DP has said (and I agree) that he doesn't want DD to go anywhere near them for her own protection. I just know that he is so desperate to have a relationship with her, not all of the drama

OP posts:
McHappyPants2012 · 27/05/2012 21:28

Also you would of been informed of court action even before it went to court

TheUnMember · 27/05/2012 21:28

*anyone not anyway

lifechanger · 27/05/2012 21:28

This reply has been deleted

Message withdrawn at poster's request.

LowRegNumber · 27/05/2012 21:33

What lifechanger said, I feel for your dh though, it all sounds like an awful situation Sad

DeckSwabber · 27/05/2012 21:34

Perhaps your MiL is being emotionally abused by her dad (who I assume she is seeing regularly now that she is caring for him), perhaps she feels that she needs to forget the past in order to look after him now, perhaps he has threatened to cut her out of his will if she tells.... who knows?

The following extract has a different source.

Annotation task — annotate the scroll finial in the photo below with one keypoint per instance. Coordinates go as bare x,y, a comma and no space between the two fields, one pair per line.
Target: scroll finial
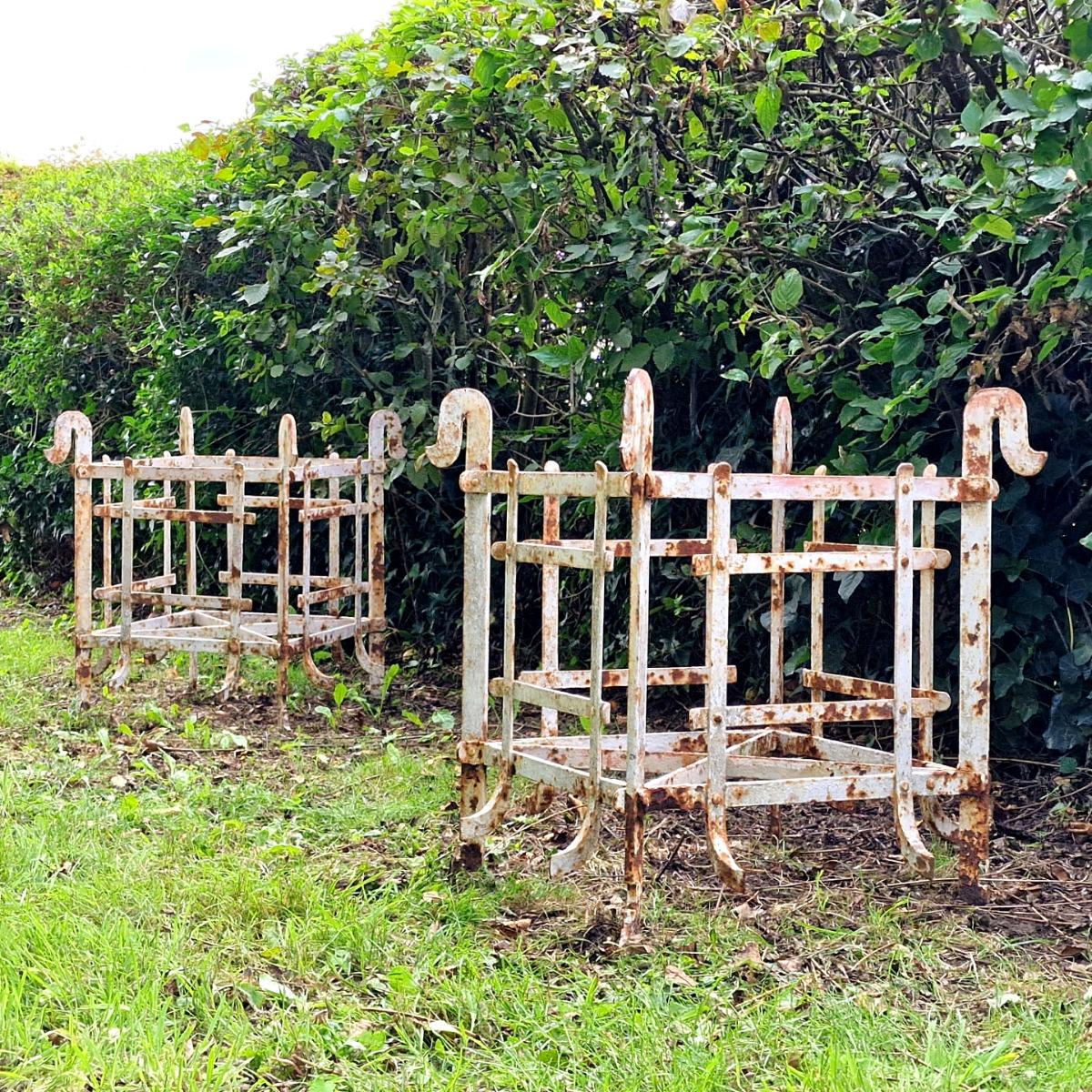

I would be concerned about her but not sure what her children can do other than withdraw while letting her know that they are there for her if she needs help.

What is their relationship with their grandad like?

Another thought - could they get some confidential advice from somewhere? (anyone got any ideas?)

mousseschoice · 27/05/2012 21:36

I just feel really really feel for DP as he's always had to deal with this and it has got worse throughout the years.
The funny thing is she will call in a few days and will ask why we haven't been to see her!

Her dad is quite mobile still - enough to drive a car out and about, so I'm not too sure as to why she is his carer? He has quite a reputation in our area, and has once decapitated a dog infront of his grandchildren years ago.

OP posts:
mousseschoice · 27/05/2012 21:37

DP, BIL & SIL haven't spoken to him since their teens

OP posts:
TheUnMember · 27/05/2012 21:37
Shock
DeckSwabber · 27/05/2012 21:48

He sounds like a thoroughly scary person. I wouldn't want my mum spending a lot of time with him.

It sound like you need some professional advice.